In 2019 Forest Foundation Philippines (FFP), Tropenbos International’s partner in the Philippines, organized a second set of multi-sectoral and multi-stakeholder dialogues in three focal landscapes: Sierra Madre, Palawan and Bukidnon-Misamis Oriental. (The first dialogues took place in 2018.) Participating parties were the Departments of Environment and Agriculture, CSOs, people’s organizations and academic institutions.
Thanks to these dialogues, cooperation has been established between the academic world, CSOs and local authorities that did not exist before. Studies have started in the landscapes, in most cases baseline assessments for sustainable and inclusive landscape governance.
The dialogues focus on land conversion (especially from forest to commodities such as rice, corn, oil palm and pineapple) and water provisioning, especially related to pending dam construction and water shortages during the dry season.
To date, the dialogues have brought about several outcomes in the three landscapes. In Sierra Madre, five local government units (LGUs), together with an academic institution, applied landscape approaches and inclusive strategies to manage Mount Balasig watershed. The same approach is also being established in Bukidnon-Misamis Oriental, where LGUs and an academic institution are leading an inclusive watershed management initiative for Mount Malindawag. In Palawan, stakeholders from various sectors have decided to come together by formalizing a landscape governance core group. The group will help promote inclusivity and the use of landscape approaches in various governance bodies in Palawan.

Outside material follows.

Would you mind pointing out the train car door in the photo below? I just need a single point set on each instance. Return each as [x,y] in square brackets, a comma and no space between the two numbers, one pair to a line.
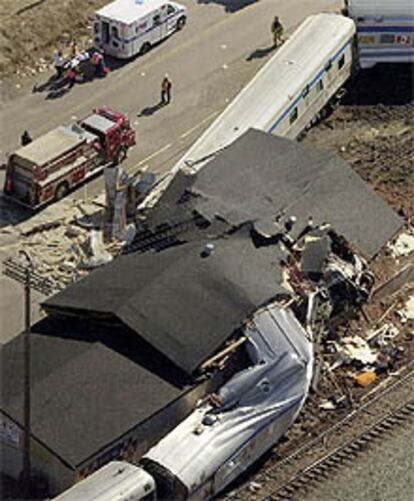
[105,32]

The dialogues are part of the Sustainable and Inclusive Landscape Governance programme, which aims to build on landscape experiences and promote best practices. It also aims to develop methodologies and tools that can help landscape stakeholders co-create and co-implement landscape governance activities.
Governance in the Philippines has traditionally been top-down and not very participatory. This certainly was the case in natural resources management. The dialogues, on the other hand, are inclusive, which means that stakeholders from different sectors and different levels of governance are involved. This gives them a voice in the decision-making process. It is hoped that through these dialogues the government and the national agencies will engage in more inclusive policy-making. Local government is open to this, but the higher the level of governance, the greater the challenge.
FFP is a reputable organization that has built landscape governance into its own programmes, prompted by its collaboration with Tropenbos International.